Of course from the figures above it becomes obvious that the problem can arise only if a migrated row is very small: Up to the 8K block size it needs a migrated row size of less than approx. 23 bytes (excluding the two bytes for the row directory entry), but only if the PCTFREE is set to 0. With larger PCTFREE settings the migrated row needs to be even smaller which is very unlikely since each migrated row already requires to hold the "head ROWID" that takes up 6 bytes, plus the 3 bytes for the column count, lock and flag byte. This means just 13 bytes left for data, which again need to hold a column length byte for every column stored.

This explains also why it is more likely to hit the problem with block sizes larger than 8K since there the maximum number of ITL slots (255) allocate less than 50% of the block and therefore the migrated rows can be larger and yet more than 255 might fit into a single block.
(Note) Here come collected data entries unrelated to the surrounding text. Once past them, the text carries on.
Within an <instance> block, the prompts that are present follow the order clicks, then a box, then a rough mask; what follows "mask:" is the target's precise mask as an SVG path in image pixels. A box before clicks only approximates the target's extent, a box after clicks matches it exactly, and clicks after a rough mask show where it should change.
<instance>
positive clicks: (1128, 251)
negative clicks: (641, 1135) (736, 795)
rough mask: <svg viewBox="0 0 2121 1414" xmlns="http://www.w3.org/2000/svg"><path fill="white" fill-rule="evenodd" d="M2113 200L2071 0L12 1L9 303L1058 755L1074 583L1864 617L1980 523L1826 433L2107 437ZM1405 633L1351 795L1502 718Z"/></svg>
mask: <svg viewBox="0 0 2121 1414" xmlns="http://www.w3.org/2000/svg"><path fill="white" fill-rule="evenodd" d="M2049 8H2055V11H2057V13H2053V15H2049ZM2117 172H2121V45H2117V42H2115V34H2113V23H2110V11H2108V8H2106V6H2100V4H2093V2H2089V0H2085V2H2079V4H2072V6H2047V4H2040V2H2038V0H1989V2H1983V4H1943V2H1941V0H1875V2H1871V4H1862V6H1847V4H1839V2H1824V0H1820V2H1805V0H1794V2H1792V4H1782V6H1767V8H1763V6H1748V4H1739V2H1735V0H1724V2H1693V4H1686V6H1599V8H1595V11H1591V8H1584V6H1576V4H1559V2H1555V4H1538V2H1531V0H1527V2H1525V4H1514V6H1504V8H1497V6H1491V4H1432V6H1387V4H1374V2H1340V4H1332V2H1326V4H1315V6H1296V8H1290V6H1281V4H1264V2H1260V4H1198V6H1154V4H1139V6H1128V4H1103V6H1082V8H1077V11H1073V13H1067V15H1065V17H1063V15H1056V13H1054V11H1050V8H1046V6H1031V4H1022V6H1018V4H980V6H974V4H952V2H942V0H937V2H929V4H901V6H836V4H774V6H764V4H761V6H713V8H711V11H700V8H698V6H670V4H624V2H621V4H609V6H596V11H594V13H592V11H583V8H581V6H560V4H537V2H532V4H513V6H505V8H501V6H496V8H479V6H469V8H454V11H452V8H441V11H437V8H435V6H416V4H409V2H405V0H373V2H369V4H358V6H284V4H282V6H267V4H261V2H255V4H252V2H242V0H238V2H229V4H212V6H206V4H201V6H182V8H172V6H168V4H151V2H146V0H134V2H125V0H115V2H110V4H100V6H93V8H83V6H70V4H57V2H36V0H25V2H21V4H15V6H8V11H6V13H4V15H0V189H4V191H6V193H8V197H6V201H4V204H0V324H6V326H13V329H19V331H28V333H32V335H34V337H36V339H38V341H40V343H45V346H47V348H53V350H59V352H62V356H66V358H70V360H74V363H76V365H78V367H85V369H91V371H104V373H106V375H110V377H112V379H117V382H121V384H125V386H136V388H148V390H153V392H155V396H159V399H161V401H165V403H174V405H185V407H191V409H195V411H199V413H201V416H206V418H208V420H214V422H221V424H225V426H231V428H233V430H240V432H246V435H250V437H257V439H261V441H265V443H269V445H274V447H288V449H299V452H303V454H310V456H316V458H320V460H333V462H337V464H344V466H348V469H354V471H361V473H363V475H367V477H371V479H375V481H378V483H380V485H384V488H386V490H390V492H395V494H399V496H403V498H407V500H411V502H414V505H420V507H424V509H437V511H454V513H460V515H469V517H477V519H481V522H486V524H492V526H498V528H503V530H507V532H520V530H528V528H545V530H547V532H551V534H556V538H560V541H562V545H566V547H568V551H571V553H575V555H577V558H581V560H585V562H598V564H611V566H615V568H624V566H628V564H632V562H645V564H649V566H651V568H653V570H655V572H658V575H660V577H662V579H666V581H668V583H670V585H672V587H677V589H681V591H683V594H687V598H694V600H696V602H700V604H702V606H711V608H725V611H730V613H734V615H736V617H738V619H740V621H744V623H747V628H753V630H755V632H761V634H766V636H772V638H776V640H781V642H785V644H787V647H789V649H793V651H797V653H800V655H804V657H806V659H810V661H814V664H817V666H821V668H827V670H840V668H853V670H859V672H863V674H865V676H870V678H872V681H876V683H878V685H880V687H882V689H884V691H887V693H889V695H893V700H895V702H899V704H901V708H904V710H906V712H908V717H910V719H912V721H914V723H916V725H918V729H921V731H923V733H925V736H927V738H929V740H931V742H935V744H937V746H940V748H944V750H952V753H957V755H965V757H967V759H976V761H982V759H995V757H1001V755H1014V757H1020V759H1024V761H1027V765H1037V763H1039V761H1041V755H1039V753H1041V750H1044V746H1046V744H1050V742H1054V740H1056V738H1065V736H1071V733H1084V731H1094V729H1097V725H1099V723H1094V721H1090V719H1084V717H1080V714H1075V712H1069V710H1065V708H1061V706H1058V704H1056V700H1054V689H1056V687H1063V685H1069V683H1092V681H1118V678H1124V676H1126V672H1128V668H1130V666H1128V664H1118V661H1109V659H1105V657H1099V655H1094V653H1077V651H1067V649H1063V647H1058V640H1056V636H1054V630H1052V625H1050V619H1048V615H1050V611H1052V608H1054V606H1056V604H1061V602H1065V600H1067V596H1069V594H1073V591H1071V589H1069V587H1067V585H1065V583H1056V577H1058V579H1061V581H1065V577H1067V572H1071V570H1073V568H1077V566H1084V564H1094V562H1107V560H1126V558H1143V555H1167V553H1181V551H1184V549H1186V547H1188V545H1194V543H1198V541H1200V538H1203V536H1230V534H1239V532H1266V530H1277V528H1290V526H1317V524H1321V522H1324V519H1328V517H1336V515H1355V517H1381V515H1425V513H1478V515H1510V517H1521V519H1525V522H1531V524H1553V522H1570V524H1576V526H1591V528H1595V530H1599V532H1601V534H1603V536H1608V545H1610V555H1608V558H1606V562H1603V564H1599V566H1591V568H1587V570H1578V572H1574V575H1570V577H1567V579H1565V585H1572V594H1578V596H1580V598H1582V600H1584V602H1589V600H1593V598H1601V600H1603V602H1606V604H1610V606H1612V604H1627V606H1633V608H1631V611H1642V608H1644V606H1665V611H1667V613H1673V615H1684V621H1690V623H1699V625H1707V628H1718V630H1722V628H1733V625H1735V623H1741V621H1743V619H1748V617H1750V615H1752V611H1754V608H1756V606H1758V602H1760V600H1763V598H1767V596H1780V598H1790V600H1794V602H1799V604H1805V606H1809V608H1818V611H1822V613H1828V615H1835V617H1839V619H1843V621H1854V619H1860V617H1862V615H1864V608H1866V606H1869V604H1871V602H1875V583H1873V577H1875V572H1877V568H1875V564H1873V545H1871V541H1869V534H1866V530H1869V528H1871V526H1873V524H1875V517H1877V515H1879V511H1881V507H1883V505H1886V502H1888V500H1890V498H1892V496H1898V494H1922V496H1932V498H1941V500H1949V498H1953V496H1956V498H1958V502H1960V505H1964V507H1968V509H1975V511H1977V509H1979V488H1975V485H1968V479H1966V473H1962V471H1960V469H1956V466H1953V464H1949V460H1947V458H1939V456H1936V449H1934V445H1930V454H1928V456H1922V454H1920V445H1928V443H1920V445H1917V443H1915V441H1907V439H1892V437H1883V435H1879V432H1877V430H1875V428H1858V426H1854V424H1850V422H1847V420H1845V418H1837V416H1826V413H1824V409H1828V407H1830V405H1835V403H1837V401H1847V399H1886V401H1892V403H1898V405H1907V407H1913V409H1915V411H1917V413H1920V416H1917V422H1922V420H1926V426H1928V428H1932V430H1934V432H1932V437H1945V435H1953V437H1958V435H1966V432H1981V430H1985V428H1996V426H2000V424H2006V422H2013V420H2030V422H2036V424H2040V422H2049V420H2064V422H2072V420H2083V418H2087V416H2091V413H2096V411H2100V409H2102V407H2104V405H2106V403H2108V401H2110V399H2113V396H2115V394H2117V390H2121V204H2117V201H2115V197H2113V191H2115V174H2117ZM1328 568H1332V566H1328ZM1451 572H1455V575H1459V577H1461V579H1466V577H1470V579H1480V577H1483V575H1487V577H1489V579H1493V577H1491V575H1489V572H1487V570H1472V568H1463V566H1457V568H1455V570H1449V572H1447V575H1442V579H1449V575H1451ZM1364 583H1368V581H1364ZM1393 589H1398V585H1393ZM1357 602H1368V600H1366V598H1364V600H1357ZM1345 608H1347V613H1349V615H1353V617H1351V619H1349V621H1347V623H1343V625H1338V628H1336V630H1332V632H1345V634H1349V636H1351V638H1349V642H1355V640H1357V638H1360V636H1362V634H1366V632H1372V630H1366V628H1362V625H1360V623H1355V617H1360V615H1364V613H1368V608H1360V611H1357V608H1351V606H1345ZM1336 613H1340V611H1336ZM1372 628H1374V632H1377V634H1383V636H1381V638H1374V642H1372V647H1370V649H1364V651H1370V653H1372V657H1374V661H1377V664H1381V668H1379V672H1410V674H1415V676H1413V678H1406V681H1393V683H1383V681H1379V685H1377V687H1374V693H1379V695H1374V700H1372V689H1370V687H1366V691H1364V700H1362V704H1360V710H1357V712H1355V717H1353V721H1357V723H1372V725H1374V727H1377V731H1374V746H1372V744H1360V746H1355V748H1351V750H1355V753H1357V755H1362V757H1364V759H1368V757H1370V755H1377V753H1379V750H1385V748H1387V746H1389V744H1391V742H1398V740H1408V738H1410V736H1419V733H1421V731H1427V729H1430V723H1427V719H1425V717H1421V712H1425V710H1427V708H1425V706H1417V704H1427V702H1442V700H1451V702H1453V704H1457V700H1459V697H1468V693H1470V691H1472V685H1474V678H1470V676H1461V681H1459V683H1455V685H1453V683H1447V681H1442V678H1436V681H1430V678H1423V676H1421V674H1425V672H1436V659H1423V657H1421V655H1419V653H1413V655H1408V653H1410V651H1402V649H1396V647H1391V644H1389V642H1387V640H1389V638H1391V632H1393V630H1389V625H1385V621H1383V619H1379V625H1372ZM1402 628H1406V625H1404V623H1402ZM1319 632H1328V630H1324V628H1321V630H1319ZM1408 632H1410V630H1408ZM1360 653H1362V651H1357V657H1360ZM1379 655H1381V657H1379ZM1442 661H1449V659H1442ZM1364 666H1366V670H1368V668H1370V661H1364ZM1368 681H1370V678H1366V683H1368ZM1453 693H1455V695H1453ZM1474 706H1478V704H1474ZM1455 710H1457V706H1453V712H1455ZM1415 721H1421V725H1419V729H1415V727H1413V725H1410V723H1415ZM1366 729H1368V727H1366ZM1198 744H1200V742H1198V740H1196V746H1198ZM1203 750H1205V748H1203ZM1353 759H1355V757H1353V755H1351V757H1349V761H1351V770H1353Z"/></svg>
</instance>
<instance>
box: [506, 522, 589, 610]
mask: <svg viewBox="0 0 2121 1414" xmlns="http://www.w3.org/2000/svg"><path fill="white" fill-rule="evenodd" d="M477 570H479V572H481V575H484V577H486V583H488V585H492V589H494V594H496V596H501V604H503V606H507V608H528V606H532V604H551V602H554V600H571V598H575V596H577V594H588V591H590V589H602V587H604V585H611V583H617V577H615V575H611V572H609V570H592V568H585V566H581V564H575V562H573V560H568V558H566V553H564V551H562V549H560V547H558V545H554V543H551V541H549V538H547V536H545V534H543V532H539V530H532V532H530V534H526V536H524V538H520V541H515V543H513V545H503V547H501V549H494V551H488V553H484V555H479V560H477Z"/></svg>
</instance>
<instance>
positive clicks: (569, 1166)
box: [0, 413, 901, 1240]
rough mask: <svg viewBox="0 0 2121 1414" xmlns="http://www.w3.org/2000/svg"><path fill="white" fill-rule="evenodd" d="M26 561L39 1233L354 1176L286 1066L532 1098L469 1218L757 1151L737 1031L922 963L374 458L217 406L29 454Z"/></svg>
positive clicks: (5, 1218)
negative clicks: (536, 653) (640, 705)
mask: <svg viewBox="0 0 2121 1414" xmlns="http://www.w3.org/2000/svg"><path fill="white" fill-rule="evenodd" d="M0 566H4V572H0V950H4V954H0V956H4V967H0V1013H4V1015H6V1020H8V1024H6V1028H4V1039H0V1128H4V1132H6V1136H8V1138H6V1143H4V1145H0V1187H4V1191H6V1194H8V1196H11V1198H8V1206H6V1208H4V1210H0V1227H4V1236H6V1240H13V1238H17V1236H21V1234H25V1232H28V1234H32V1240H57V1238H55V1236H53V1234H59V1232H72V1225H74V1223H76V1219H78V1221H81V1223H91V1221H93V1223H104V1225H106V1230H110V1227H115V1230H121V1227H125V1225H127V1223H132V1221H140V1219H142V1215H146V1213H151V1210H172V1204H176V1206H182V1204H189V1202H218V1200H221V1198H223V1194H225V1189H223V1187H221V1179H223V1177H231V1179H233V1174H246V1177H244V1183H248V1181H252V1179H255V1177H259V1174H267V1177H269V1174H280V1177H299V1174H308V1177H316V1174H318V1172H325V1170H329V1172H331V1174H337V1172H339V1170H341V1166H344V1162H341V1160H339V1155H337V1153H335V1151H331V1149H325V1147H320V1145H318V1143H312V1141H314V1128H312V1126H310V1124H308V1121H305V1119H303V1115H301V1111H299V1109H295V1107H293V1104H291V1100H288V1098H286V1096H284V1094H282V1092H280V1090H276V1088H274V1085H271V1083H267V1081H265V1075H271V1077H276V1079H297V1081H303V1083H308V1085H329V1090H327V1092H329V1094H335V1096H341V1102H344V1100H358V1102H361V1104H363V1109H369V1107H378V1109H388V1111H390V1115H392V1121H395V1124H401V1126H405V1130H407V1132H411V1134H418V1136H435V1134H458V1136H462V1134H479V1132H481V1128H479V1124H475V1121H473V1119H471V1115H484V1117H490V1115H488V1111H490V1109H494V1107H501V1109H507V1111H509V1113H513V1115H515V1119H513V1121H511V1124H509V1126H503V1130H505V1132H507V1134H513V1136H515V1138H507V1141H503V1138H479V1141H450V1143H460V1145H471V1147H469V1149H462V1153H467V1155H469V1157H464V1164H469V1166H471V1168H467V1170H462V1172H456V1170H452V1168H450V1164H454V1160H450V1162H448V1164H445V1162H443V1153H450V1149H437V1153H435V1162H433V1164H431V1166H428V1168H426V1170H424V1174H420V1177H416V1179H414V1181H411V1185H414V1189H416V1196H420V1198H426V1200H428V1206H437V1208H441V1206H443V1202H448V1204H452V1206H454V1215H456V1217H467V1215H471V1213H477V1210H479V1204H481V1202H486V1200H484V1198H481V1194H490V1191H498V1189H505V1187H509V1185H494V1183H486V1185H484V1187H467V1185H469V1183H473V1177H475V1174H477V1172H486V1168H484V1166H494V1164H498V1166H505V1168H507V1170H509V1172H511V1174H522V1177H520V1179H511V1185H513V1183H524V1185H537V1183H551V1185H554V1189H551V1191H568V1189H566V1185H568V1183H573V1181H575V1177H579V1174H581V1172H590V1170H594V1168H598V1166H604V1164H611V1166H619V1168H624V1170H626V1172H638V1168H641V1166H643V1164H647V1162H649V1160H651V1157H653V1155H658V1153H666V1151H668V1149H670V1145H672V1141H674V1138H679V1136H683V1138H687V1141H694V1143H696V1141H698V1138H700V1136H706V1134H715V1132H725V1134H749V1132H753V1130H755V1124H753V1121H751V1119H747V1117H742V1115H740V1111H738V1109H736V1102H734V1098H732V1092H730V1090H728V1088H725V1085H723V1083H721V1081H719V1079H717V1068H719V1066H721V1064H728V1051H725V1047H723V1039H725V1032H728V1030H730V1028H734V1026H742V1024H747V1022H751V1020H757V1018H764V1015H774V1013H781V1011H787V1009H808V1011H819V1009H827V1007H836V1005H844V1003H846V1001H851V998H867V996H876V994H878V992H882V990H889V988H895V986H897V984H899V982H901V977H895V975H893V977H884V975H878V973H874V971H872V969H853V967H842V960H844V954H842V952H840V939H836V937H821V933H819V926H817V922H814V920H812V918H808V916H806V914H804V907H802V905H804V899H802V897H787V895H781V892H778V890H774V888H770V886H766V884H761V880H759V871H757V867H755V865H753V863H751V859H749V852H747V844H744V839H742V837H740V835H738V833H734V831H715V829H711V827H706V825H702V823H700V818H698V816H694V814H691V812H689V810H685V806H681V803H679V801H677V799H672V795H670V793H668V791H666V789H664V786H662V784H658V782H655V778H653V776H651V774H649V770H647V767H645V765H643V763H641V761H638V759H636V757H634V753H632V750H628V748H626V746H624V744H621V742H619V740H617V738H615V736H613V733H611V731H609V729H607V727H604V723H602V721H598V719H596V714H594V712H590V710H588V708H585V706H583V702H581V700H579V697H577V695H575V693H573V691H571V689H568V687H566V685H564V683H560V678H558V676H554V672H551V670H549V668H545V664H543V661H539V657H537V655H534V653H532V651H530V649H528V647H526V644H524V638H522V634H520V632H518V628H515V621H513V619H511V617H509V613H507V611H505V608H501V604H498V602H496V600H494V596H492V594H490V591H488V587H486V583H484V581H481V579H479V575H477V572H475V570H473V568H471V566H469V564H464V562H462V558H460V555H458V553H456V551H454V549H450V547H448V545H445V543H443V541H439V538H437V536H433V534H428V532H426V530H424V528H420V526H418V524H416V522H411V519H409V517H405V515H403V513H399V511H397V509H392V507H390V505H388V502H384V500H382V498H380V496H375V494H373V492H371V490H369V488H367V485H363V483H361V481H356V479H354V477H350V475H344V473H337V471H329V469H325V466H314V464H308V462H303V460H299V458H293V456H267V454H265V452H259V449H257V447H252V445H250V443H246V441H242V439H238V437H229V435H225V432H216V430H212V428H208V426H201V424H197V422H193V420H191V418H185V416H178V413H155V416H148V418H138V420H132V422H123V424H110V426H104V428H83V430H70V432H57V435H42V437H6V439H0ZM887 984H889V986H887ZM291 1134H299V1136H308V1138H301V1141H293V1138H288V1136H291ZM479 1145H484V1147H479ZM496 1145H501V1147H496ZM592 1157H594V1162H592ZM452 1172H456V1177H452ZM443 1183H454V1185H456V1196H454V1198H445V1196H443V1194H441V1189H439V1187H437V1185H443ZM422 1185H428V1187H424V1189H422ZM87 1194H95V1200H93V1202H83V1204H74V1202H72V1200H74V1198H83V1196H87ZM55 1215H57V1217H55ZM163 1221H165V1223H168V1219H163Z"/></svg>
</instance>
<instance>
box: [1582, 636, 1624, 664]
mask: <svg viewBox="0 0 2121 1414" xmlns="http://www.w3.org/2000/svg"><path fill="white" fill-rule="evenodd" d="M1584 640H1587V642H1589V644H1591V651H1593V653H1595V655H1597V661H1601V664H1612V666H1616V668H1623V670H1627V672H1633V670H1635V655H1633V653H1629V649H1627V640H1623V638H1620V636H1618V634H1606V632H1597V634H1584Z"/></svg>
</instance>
Given this information there are some interesting variations of the test case possible. If you for example increase the PCTFREE of the table right before the UPDATE (by uncommenting the "alter table t1 pctfree 50", depending on the block size a much lower PCTFREE setting will be sufficient to prevent the bug), you still will end up with the same number of rows migrated but the bug doesn't show up simply because less migrated rows fit into each block and therefore the maximum number of ITL slots won't be reached before the block fills up.

Summary

The purpose of this post was to explain the basic underlying principles of the bug which therefore can happen with any block size.

Of course you might now think "so, what?" since it needs quite an exotic setup to reproduce the issue in a default 8K block size (very small rows, PCTFREE close to 0, excessive row migrations) or larger non-default block sizes (16K / 32K) and still quite small migrated rows.

Up to 10.2 you're probably right - that's the end of the story there. However in an upcoming post I'll demonstrate that in 11.1 when throwing other features into the mix like compression and partitioning a nasty variation of the bug can become much more relevant to practical, real-life cases.